The DS-Link token protocol allows two common types of error to be detected. Firstly the parity system will detect all single bit errors at the DS-Link token level, and secondly, because each output link, once started, continues to transmit an uninterrupted stream of tokens, the physical disconnection of a link can be detected.

#### **Disconnection errors**

If the links are disconnected for any reason whilst they are running then flow control and token synchronization may be lost. In order to restart the link it is therefore necessary to reset both ends to a known flow control and token synchronization point.

Disconnection is detected if, after a token has been received, no tokens are seen on the input link in any 1.6 microsecond window. Once a disconnection error has been detected the link halts its output. This will subsequently be detected as a disconnect error at the other end, and will cause that link to halt its output also. It then resets itself, and waits 12.8 microseconds before allowing communication to restart. This time is sufficient to ensure that both ends of the link have observed disconnection and cycled through reset back into the waiting state. The connection may now be restarted.

# **Parity errors**

Following a parity error, both bit—level token synchronization and flow control status are no longer valid, therefore both ends of the link must be reset. This is done autonomously by the DS-Link using an exchange—of—silence protocol.

When a DS-Link detects a parity error on its input it halts its output. This will subsequently be detected as a disconnect error at the other end, and will cause that link to halt its output also, causing a disconnect to be detected at the first end. The normal disconnect behavior described above will then ensure that both ends are reset (irrespective of line delay) before either is allowed to restart.

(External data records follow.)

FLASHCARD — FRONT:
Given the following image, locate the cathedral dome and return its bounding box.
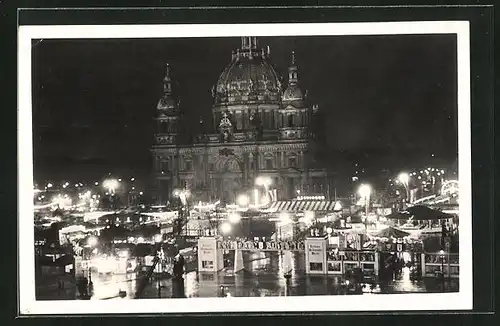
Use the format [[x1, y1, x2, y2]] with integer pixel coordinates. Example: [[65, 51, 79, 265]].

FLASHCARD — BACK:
[[283, 85, 304, 102], [212, 37, 281, 106]]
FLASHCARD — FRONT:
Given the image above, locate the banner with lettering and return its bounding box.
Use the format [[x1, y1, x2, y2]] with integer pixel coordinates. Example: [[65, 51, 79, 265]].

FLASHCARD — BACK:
[[217, 240, 305, 251]]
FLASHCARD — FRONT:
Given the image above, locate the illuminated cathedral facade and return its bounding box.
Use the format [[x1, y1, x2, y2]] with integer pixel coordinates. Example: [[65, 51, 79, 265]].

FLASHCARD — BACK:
[[152, 37, 328, 204]]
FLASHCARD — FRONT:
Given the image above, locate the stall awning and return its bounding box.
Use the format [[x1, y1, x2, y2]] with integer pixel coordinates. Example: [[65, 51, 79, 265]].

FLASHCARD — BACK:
[[268, 200, 342, 212]]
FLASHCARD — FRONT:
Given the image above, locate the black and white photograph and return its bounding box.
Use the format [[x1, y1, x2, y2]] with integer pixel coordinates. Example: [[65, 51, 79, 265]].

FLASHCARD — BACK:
[[18, 21, 472, 314]]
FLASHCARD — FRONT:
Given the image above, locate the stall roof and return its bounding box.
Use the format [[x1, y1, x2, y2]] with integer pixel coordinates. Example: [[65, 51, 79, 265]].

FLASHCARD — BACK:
[[268, 200, 342, 212], [386, 205, 453, 220]]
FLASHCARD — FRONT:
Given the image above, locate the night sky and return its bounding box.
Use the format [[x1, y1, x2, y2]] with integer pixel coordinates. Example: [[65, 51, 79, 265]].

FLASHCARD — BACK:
[[33, 35, 457, 187]]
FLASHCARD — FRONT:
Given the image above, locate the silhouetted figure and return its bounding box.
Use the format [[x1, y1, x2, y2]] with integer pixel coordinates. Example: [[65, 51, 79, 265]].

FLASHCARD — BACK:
[[173, 253, 184, 278], [172, 276, 186, 298]]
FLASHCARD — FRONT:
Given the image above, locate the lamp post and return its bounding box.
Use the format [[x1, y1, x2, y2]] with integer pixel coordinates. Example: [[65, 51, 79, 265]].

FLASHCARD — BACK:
[[439, 249, 444, 292], [358, 184, 372, 229], [87, 236, 98, 287], [255, 176, 272, 206], [102, 179, 119, 210], [398, 172, 410, 203], [173, 189, 189, 235]]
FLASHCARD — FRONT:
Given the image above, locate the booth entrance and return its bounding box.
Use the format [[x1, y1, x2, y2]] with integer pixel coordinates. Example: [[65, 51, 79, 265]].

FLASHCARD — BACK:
[[378, 243, 422, 278], [198, 237, 327, 274]]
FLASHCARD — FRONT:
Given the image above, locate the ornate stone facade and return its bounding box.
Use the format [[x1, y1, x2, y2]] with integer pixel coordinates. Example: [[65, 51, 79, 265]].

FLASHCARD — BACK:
[[152, 37, 328, 203]]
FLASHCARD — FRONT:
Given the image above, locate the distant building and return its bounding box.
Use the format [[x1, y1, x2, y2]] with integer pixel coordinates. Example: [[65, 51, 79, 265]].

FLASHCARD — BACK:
[[152, 37, 328, 204]]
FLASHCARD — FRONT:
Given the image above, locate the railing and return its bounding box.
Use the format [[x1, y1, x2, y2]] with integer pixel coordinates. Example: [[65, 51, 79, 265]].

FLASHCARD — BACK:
[[135, 244, 160, 299]]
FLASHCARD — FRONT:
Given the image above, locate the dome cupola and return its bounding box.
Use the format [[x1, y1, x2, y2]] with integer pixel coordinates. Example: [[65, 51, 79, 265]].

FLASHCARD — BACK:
[[156, 63, 179, 115], [212, 37, 281, 107], [282, 51, 305, 106]]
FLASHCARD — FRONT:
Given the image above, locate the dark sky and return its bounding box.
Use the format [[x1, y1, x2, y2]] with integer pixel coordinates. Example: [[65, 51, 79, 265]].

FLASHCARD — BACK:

#### 3.6 Network communications: the IMS C104

The use of DS-Links for directly connecting devices has already been described. The link protocol not only simplifies the use of links between devices but also provides hardware support for routing messages across a network.

The system described previously packetizes messages to be sent over a link and adds a header to each packet to identify the virtual channel. These headers can also be used for routing packets through a communication system connecting a number of devices together. This extends the idea of multiple channels on a single hardware link to multiple channels through a communications system; a communications channel can be established between any two devices even if they are not directly connected.

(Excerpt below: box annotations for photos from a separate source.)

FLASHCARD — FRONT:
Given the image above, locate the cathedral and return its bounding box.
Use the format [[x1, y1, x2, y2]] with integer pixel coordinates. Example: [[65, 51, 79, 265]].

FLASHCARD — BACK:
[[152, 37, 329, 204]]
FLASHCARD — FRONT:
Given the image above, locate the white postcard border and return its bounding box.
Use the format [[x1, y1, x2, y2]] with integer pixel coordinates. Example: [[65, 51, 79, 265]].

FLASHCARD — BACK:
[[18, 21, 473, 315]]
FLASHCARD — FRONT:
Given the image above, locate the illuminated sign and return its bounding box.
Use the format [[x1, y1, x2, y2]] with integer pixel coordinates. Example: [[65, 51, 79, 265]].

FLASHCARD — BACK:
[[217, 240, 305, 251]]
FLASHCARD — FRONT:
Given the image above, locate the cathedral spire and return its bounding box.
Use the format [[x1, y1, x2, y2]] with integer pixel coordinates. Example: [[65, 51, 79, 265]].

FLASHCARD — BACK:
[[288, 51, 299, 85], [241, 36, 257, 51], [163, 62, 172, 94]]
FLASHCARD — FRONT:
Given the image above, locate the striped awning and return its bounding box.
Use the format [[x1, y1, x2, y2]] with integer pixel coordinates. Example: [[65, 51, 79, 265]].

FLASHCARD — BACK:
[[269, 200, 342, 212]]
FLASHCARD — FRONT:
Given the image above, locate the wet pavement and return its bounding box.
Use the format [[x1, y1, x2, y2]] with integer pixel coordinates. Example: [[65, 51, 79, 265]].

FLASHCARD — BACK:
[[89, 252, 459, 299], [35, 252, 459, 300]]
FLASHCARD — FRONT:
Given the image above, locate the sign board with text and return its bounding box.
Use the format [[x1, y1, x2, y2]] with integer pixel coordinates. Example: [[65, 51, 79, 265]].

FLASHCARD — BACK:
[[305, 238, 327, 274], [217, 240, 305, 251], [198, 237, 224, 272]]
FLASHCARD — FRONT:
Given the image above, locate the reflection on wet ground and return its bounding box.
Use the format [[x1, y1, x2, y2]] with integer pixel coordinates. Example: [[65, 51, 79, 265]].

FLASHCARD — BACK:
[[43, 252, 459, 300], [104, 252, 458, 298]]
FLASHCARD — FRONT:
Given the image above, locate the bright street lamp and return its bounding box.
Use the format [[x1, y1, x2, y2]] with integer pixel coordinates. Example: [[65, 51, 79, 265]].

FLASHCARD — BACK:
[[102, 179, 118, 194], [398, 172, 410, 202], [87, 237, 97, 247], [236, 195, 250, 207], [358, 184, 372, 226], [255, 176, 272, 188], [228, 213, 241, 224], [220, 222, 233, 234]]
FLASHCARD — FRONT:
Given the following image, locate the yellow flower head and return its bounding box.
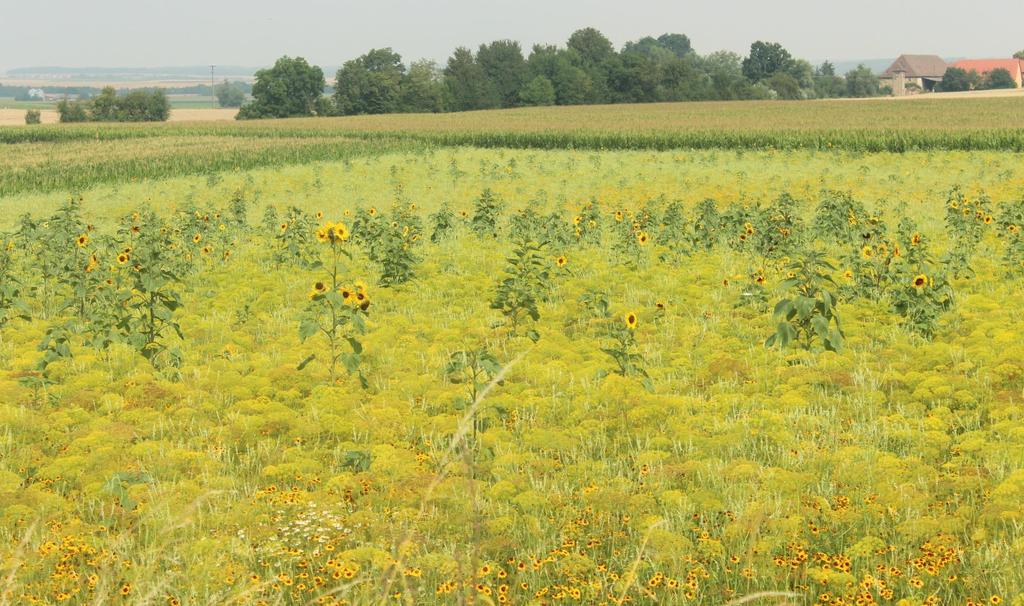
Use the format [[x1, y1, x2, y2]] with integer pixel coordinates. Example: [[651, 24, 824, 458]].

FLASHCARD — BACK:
[[331, 223, 349, 242]]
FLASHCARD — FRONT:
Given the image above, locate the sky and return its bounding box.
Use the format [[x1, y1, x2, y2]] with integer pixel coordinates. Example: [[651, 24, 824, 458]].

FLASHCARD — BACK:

Because the link architecture allows all the virtual channels of a device to use a single link, complete, system-wide connectivity can be provided by connecting just one link from each device to the routing network. This can be exploited in a number of ways. For example, two or more networks can be used in parallel to increase bandwidth, to provide fault—tolerance, or as a 'user' network running in parallel with a physically separate 'system' network.

The IMS C104 is a device with 32 DS-Links which can route packets between every pair of links with low latency. An important benefit of using serial links is that it is easy to implement a full crossbar in VLSI, even with a large number of links. The use of a crossbar allows packets to be

passing through all links at the same time, making the best possible use of the available bandwidth.

If the routing logic can be kept simple it can be provided for all the input links in the router. This avoids the need to share the hardware, which would cause extra delays when several packets arrive at the same time. It is also desirable to avoid the need for the large number of packet buffers commonly used in routing systems. The use of small buffers and simple routing hardware allows a single VLSI chip to provide efficient routing between a large number of links.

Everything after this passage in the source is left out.